The development and validation of a custom built device for assessing frontal knee joint laxity.

INTRODUCTION

This study reports the development and validation of a quantitative technique of assessing frontal knee joint laxity through a custom built device named KLICP. The objectives of this study were to determine: (i) the intra- and inter-rater reliability and (ii) the validity of the device when compared to real time ultrasound.

METHODS

Twenty-five participants had their frontal knee joint laxity assessed by the KLICP, by manual varus/valgus tests and by ultrasound.

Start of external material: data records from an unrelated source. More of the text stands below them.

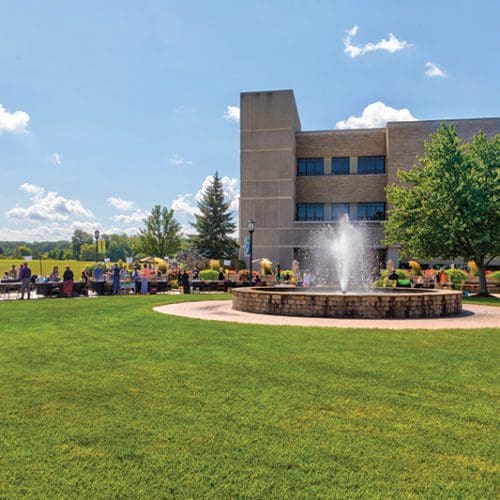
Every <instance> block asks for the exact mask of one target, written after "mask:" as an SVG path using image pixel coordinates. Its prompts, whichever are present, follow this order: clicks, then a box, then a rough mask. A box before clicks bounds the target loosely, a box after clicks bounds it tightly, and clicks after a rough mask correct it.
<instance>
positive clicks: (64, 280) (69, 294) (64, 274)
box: [62, 266, 74, 297]
mask: <svg viewBox="0 0 500 500" xmlns="http://www.w3.org/2000/svg"><path fill="white" fill-rule="evenodd" d="M73 277H74V275H73V271H72V270H71V269H70V267H69V266H66V270H65V271H64V273H63V286H62V292H63V294H64V295H66V297H71V296H72V295H73Z"/></svg>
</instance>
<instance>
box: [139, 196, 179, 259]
mask: <svg viewBox="0 0 500 500" xmlns="http://www.w3.org/2000/svg"><path fill="white" fill-rule="evenodd" d="M144 223H145V224H146V227H145V229H141V231H140V232H139V236H138V241H137V249H138V251H139V252H141V253H143V254H145V255H151V256H156V257H162V258H163V257H164V256H166V255H173V254H175V253H176V252H177V251H178V250H179V248H180V246H181V233H180V229H181V228H180V225H179V223H178V222H177V221H176V220H175V219H174V211H173V210H172V209H171V210H168V208H167V207H161V206H160V205H155V206H154V207H153V209H152V210H151V213H150V215H149V216H148V217H146V219H144Z"/></svg>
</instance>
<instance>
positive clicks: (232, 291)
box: [232, 287, 462, 319]
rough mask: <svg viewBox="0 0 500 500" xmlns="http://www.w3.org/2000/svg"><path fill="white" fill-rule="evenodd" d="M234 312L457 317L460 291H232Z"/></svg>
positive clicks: (401, 290) (361, 317)
mask: <svg viewBox="0 0 500 500" xmlns="http://www.w3.org/2000/svg"><path fill="white" fill-rule="evenodd" d="M232 296H233V309H236V310H238V311H245V312H254V313H259V314H277V315H282V316H306V317H323V318H374V319H375V318H438V317H440V316H451V315H454V314H460V312H461V311H462V292H458V291H451V290H421V289H417V290H415V289H410V288H408V289H397V288H396V289H376V290H374V291H373V292H363V293H356V292H348V293H344V294H343V293H340V292H338V291H334V290H332V289H327V288H320V287H318V288H314V287H313V288H307V289H306V288H278V287H276V288H270V287H253V288H235V289H233V290H232Z"/></svg>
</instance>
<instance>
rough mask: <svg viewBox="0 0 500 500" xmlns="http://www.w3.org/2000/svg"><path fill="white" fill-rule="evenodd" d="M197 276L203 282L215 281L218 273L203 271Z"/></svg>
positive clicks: (211, 269) (215, 280)
mask: <svg viewBox="0 0 500 500" xmlns="http://www.w3.org/2000/svg"><path fill="white" fill-rule="evenodd" d="M198 276H199V278H200V280H203V281H217V280H218V279H219V272H218V271H214V270H213V269H204V270H203V271H200V273H199V275H198Z"/></svg>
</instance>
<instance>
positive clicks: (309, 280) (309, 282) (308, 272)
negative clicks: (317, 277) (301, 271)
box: [302, 269, 311, 288]
mask: <svg viewBox="0 0 500 500" xmlns="http://www.w3.org/2000/svg"><path fill="white" fill-rule="evenodd" d="M302 286H303V287H304V288H309V287H310V286H311V272H310V271H309V269H306V270H305V271H304V276H303V277H302Z"/></svg>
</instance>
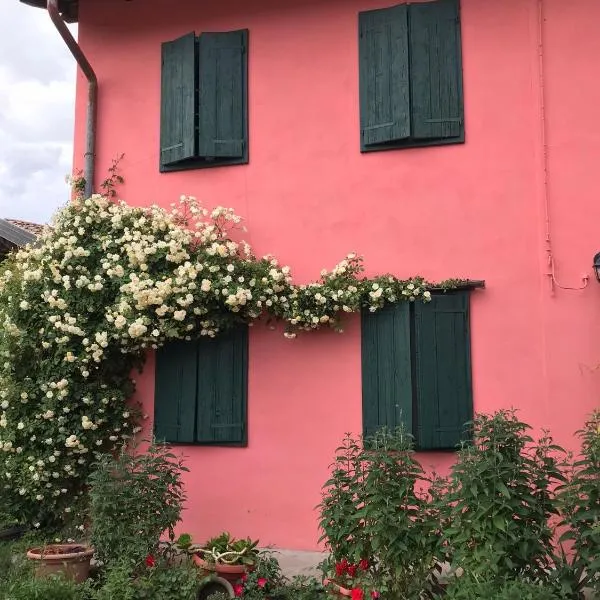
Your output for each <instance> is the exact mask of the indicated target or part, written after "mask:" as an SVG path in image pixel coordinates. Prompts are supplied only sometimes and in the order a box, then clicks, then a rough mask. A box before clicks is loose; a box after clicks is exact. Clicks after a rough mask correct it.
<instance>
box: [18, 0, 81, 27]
mask: <svg viewBox="0 0 600 600" xmlns="http://www.w3.org/2000/svg"><path fill="white" fill-rule="evenodd" d="M19 2H22V3H23V4H28V5H29V6H35V7H36V8H46V6H47V1H46V0H19ZM58 10H59V12H60V14H61V15H62V18H63V19H64V20H65V21H66V22H67V23H76V22H77V19H78V16H79V0H59V2H58Z"/></svg>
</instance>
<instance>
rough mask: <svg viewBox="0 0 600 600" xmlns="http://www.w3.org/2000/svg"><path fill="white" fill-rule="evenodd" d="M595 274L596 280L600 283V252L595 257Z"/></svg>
mask: <svg viewBox="0 0 600 600" xmlns="http://www.w3.org/2000/svg"><path fill="white" fill-rule="evenodd" d="M593 266H594V273H596V279H597V280H598V281H600V252H598V254H596V256H594V265H593Z"/></svg>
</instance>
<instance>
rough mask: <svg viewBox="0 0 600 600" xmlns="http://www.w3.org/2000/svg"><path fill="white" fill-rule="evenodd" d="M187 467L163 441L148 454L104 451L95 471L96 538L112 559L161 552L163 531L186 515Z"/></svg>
mask: <svg viewBox="0 0 600 600" xmlns="http://www.w3.org/2000/svg"><path fill="white" fill-rule="evenodd" d="M186 470H187V469H186V468H185V467H184V466H183V463H182V461H181V459H177V458H176V457H175V456H174V455H173V454H170V453H169V451H168V450H167V449H166V448H164V447H160V446H151V447H150V448H149V449H148V451H147V452H145V453H143V454H133V453H127V452H122V453H121V454H120V455H119V456H118V457H116V458H111V457H108V456H104V457H102V458H101V460H100V461H99V462H98V464H97V468H96V469H95V471H94V472H93V473H92V475H91V477H90V484H91V487H90V502H91V514H90V516H91V540H92V545H93V547H94V548H95V550H96V554H97V556H98V558H99V559H100V560H101V561H102V562H103V563H104V564H106V565H110V564H111V562H114V561H116V560H119V561H123V560H129V561H130V562H132V563H133V564H139V563H142V562H143V560H144V559H145V557H146V556H147V555H149V554H153V553H156V550H157V547H158V544H159V540H160V536H161V534H162V533H163V532H164V531H167V532H168V533H169V535H170V537H171V539H174V533H173V528H174V527H175V525H176V524H177V522H178V521H179V520H180V519H181V511H182V508H183V502H184V501H185V493H184V491H183V483H182V481H181V473H182V471H186Z"/></svg>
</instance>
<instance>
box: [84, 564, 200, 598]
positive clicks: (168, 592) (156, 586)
mask: <svg viewBox="0 0 600 600" xmlns="http://www.w3.org/2000/svg"><path fill="white" fill-rule="evenodd" d="M199 582H200V576H199V571H198V569H197V568H196V567H194V565H193V564H192V563H191V561H190V560H186V561H183V562H176V563H171V562H170V561H168V560H167V559H166V558H165V557H164V556H158V557H157V559H156V563H155V565H154V566H153V567H147V566H144V567H143V568H139V567H136V568H133V567H132V565H131V564H129V563H127V562H117V563H115V564H113V565H112V566H111V567H110V568H109V569H108V572H107V574H106V576H105V578H104V580H103V582H102V585H101V586H99V587H98V588H97V589H96V590H95V592H94V596H93V599H92V600H116V599H118V600H194V599H195V597H196V592H197V591H198V587H199Z"/></svg>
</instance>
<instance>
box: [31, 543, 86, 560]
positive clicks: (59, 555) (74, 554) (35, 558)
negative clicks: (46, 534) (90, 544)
mask: <svg viewBox="0 0 600 600" xmlns="http://www.w3.org/2000/svg"><path fill="white" fill-rule="evenodd" d="M46 548H63V549H69V548H71V549H74V548H84V550H81V551H79V552H67V553H64V554H46V553H45V552H44V550H45V549H46ZM93 555H94V549H93V548H91V547H90V546H86V545H84V544H48V545H47V546H42V547H41V548H40V547H37V548H30V549H29V550H27V558H30V559H32V560H42V561H47V562H63V561H65V560H73V559H78V560H84V559H87V558H92V556H93Z"/></svg>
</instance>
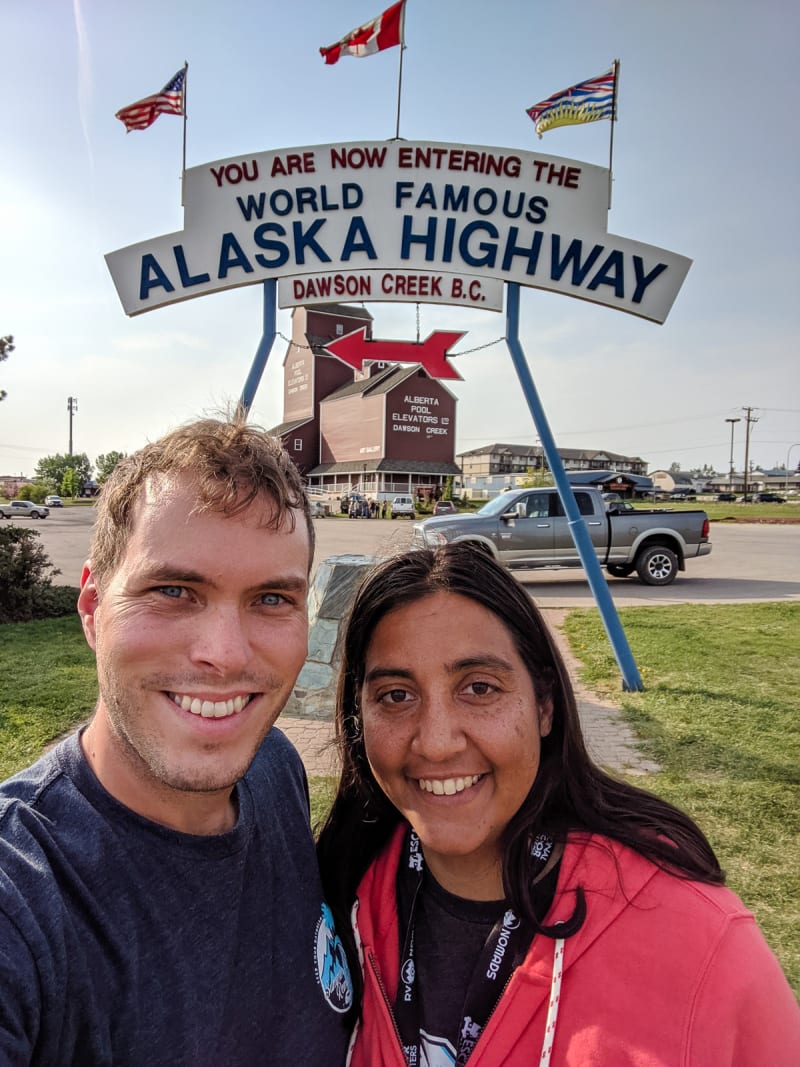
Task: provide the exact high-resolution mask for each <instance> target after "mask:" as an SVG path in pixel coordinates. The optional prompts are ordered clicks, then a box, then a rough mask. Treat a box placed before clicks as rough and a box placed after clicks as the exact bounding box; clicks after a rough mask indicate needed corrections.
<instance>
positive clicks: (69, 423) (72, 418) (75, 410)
mask: <svg viewBox="0 0 800 1067" xmlns="http://www.w3.org/2000/svg"><path fill="white" fill-rule="evenodd" d="M67 411H68V412H69V452H68V455H69V456H71V455H73V417H74V415H75V414H76V412H77V411H78V397H67Z"/></svg>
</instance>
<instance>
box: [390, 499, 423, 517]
mask: <svg viewBox="0 0 800 1067" xmlns="http://www.w3.org/2000/svg"><path fill="white" fill-rule="evenodd" d="M398 515H405V516H406V517H407V519H416V517H417V515H416V512H415V511H414V497H413V496H396V497H395V499H394V500H393V501H391V517H393V519H397V516H398Z"/></svg>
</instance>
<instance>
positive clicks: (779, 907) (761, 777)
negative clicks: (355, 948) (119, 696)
mask: <svg viewBox="0 0 800 1067" xmlns="http://www.w3.org/2000/svg"><path fill="white" fill-rule="evenodd" d="M621 616H622V620H623V624H624V626H625V631H626V633H627V635H628V640H629V641H630V646H631V649H633V651H634V656H635V657H636V660H637V664H638V666H639V669H640V671H641V674H642V679H643V681H644V684H645V686H646V691H645V692H642V694H621V692H620V678H619V671H618V668H617V666H615V663H614V660H613V656H612V654H611V650H610V648H609V646H608V641H607V640H606V637H605V634H604V632H603V630H602V626H601V623H599V622H598V620H597V616H596V611H593V610H582V611H575V612H572V614H570V615H569V616H567V619H566V622H565V630H566V633H567V635H569V636H570V639H571V641H572V644H573V648H574V650H575V653H576V655H577V656H578V658H579V659H580V660H581V662H582V663H583V665H585V668H583V669H585V680H586V682H587V684H588V685H589V686H590V687H591V688H592V689H594V690H595V691H597V692H601V694H605V695H609V696H611V697H612V699H614V700H618V701H620V702H621V703H622V705H623V708H624V711H625V714H626V716H627V717H628V718H629V720H630V721H631V723H633V726H634V728H635V729H636V731H637V733H638V734H639V736H640V737H641V738H642V746H643V748H644V749H645V750H646V752H647V753H649V754H651V755H652V757H653V759H655V760H656V761H657V762H658V764H659V765H660V767H661V770H660V773H659V774H655V775H650V776H647V777H646V778H645V779H642V778H637V779H636V782H637V784H640V785H641V784H643V785H644V786H645V787H647V789H652V790H653V791H654V792H656V793H658V794H660V795H661V796H663V797H666V798H667V799H669V800H671V801H672V802H673V803H675V805H677V806H678V807H681V808H683V809H685V810H686V811H688V812H689V813H690V814H691V815H692V817H693V818H695V819H697V822H698V823H699V824H700V825H701V827H702V828H703V829H704V831H705V832H706V834H707V835H708V838H709V840H710V841H711V844H713V845H714V847H715V849H716V850H717V854H718V856H719V857H720V860H721V862H722V865H723V866H724V867H725V869H726V871H727V874H729V885H730V886H731V887H732V888H733V889H734V890H735V891H736V892H737V893H738V894H739V895H740V896H741V897H742V899H743V901H745V903H746V904H747V905H748V907H750V908H751V909H752V910H753V911H754V912H755V914H756V917H757V919H758V922H759V923H761V926H762V928H763V929H764V933H765V935H766V937H767V940H768V941H769V943H770V944H771V946H772V949H773V950H774V951H775V953H777V954H778V956H779V958H780V959H781V962H782V965H783V967H784V970H785V971H786V974H787V975H788V977H789V982H790V983H791V984H793V987H794V989H795V991H796V992H798V993H800V945H798V936H797V930H798V929H800V770H798V768H799V767H800V717H799V716H798V711H797V688H798V682H799V681H800V652H799V651H798V641H797V635H798V633H800V605H799V604H755V605H746V606H743V605H724V606H716V605H687V606H681V605H675V606H670V607H659V608H625V609H623V610H622V611H621ZM96 691H97V683H96V678H95V668H94V656H93V654H92V652H91V651H90V650H89V648H87V647H86V644H85V641H84V640H83V635H82V633H81V628H80V624H79V622H78V620H77V619H73V618H68V619H57V620H51V621H45V622H29V623H19V624H17V625H6V626H2V627H0V778H5V777H7V776H9V775H11V774H13V773H14V771H15V770H17V769H19V768H21V767H23V766H26V765H27V764H29V763H31V762H33V760H35V759H36V757H37V755H38V754H39V753H41V751H42V750H43V748H45V747H46V746H47V745H49V744H51V743H52V742H54V740H57V739H58V738H59V737H60V736H62V735H63V734H64V733H65V732H66V731H67V730H69V729H71V728H73V727H74V726H76V724H78V723H80V722H82V721H83V720H84V719H85V718H86V716H87V715H89V714H90V713H91V711H92V707H93V705H94V702H95V698H96ZM331 796H332V782H331V781H330V780H327V779H313V780H311V802H313V821H314V822H315V823H319V821H320V819H321V818H322V817H323V816H324V813H325V811H326V810H327V806H329V805H330V802H331Z"/></svg>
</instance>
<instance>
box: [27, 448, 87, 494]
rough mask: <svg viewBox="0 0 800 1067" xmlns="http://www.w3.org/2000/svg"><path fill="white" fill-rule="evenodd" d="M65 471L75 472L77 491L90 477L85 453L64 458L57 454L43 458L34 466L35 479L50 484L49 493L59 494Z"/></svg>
mask: <svg viewBox="0 0 800 1067" xmlns="http://www.w3.org/2000/svg"><path fill="white" fill-rule="evenodd" d="M67 471H75V474H76V477H77V479H78V490H79V491H80V488H81V485H82V484H83V482H84V481H89V479H90V478H91V477H92V464H91V463H90V461H89V456H86V453H85V452H80V453H79V455H75V456H65V455H62V453H61V452H57V453H55V455H54V456H44V457H43V458H42V459H41V460H39V461H38V463H37V464H36V478H37V479H38V480H39V481H47V482H49V483H50V485H51V487H52V488H51V492H53V493H59V492H61V485H62V482H63V481H64V475H65V474H66V472H67Z"/></svg>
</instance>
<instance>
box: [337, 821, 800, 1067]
mask: <svg viewBox="0 0 800 1067" xmlns="http://www.w3.org/2000/svg"><path fill="white" fill-rule="evenodd" d="M404 829H405V827H401V828H400V829H399V830H398V832H397V834H396V835H395V838H394V839H393V841H391V842H390V843H389V845H388V846H387V848H386V849H385V850H384V851H383V853H382V855H381V856H379V857H378V859H377V860H375V861H374V862H373V863H372V865H371V866H370V869H369V870H368V871H367V873H366V875H365V876H364V879H363V880H362V883H361V886H359V888H358V894H357V899H356V904H355V907H354V910H353V919H354V926H355V931H356V939H357V940H358V941H359V942H361V944H359V947H361V950H362V953H363V969H364V986H365V989H364V1007H363V1021H362V1023H359V1025H358V1028H357V1029H356V1032H355V1034H354V1035H353V1040H352V1042H351V1051H350V1057H349V1060H348V1064H349V1067H406V1065H405V1058H404V1056H403V1053H402V1049H401V1046H400V1040H399V1037H398V1034H397V1029H396V1025H395V1022H394V1019H393V1016H391V1012H390V1007H389V1005H390V1004H393V1003H394V999H395V992H396V989H397V980H398V970H399V937H398V928H397V910H396V905H395V879H396V873H397V864H398V862H399V856H400V850H401V847H402V841H403V834H404ZM578 886H582V887H583V891H585V893H586V902H587V918H586V921H585V923H583V925H582V926H581V928H580V929H579V930H578V933H577V934H575V935H574V936H573V937H571V938H567V939H566V940H565V941H564V942H559V943H562V944H563V945H564V955H563V978H562V982H561V986H560V993H559V989H558V980H557V981H556V983H555V986H554V952H555V944H556V942H554V940H553V939H551V938H548V937H544V936H541V935H540V936H538V937H535V938H534V940H533V943H532V944H531V946H530V949H529V951H528V954H527V956H526V958H525V960H524V962H523V965H522V966H521V967H519V968H517V970H516V971H515V972H514V974H513V976H512V978H511V981H510V982H509V984H508V986H507V988H506V990H505V992H503V996H502V998H501V1000H500V1002H499V1004H498V1005H497V1007H496V1008H495V1012H494V1014H493V1015H492V1017H491V1019H490V1020H489V1023H487V1024H486V1028H485V1030H484V1031H483V1034H482V1035H481V1037H480V1040H479V1041H478V1044H477V1046H476V1048H475V1050H474V1051H473V1054H471V1055H470V1057H469V1067H537V1065H539V1064H540V1054H541V1052H542V1048H543V1045H544V1041H545V1025H546V1020H547V1014H548V1005H549V1004H550V1001H551V1000H553V999H555V1001H556V1007H557V1009H558V1014H557V1019H556V1021H555V1026H554V1024H553V1020H550V1026H549V1030H550V1033H549V1034H548V1040H549V1041H551V1046H553V1051H551V1060H549V1061H546V1060H542V1061H541V1063H546V1062H549V1063H550V1064H551V1065H553V1067H798V1065H800V1009H798V1005H797V1002H796V1000H795V998H794V996H793V993H791V990H790V989H789V986H788V984H787V982H786V980H785V977H784V975H783V972H782V971H781V968H780V966H779V964H778V960H777V959H775V957H774V956H773V955H772V953H771V951H770V950H769V947H768V946H767V944H766V942H765V940H764V938H763V937H762V934H761V931H759V930H758V927H757V926H756V924H755V920H754V919H753V917H752V914H751V913H750V912H749V911H747V909H746V908H745V907H743V906H742V904H741V902H740V901H739V899H738V897H736V896H735V895H734V894H733V893H732V892H730V890H726V889H724V888H721V887H718V886H704V885H701V883H700V882H695V881H685V880H682V879H679V878H676V877H674V876H673V875H670V874H667V873H666V872H663V871H661V870H660V869H659V867H657V866H655V865H654V864H653V863H651V862H650V861H649V860H645V859H643V858H642V857H641V856H639V855H638V854H637V853H634V851H631V850H630V849H629V848H625V847H624V846H623V845H620V844H617V843H615V842H612V841H609V840H607V839H605V838H599V837H589V835H587V834H575V835H573V837H572V838H571V839H570V841H569V843H567V845H566V848H565V850H564V855H563V857H562V860H561V869H560V872H559V878H558V888H557V891H556V896H555V899H554V902H553V906H551V908H550V911H549V913H548V915H547V920H546V921H547V923H548V924H553V923H556V922H558V921H562V920H565V919H567V918H570V915H571V914H572V911H573V907H574V902H575V895H574V890H575V889H576V888H577V887H578ZM557 971H558V968H557ZM554 989H555V996H554Z"/></svg>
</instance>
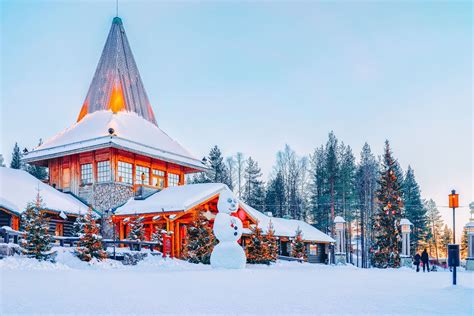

Two raters independently assessed laxity manually by three repeated measurements, repeated at least 48h later. Results were validated by comparing them to the medial and lateral joint space opening measured by the ultrasound. Intraclass correlation coefficients and standard error of measurement reliability were calculated. Pearson's correlation coefficients were calculated to determine the correlation between the KLICP and the joint space.

RESULTS

Intra-rater reliability (intra-session) for each rater was good on both sessions (0.91-0.98), intra-rater reliability (inter-sessions) was moderate to good (0.62-0.87), and inter-rater reliability (intra-session) was good (0.75-0.80). There is low agreement for intra-rater (inter-session) and for inter-rater (intra-session) reliability. The KLICP measurement has a significant positive fair to moderate correlation to the ultrasound measurement at the left (r: 0.61, p: 0.01) and right (r: 0.48, p: 0.02) knee in the valgus direction and at the left (r: 0.51, p: 0.01) and right (r: 0.39, p: 0.05) knee in the varus direction. There is low agreement between the KLICP and the RTU.

CONCLUSIONS

Reliability and agreement was good only when measured for intra-rater, within session.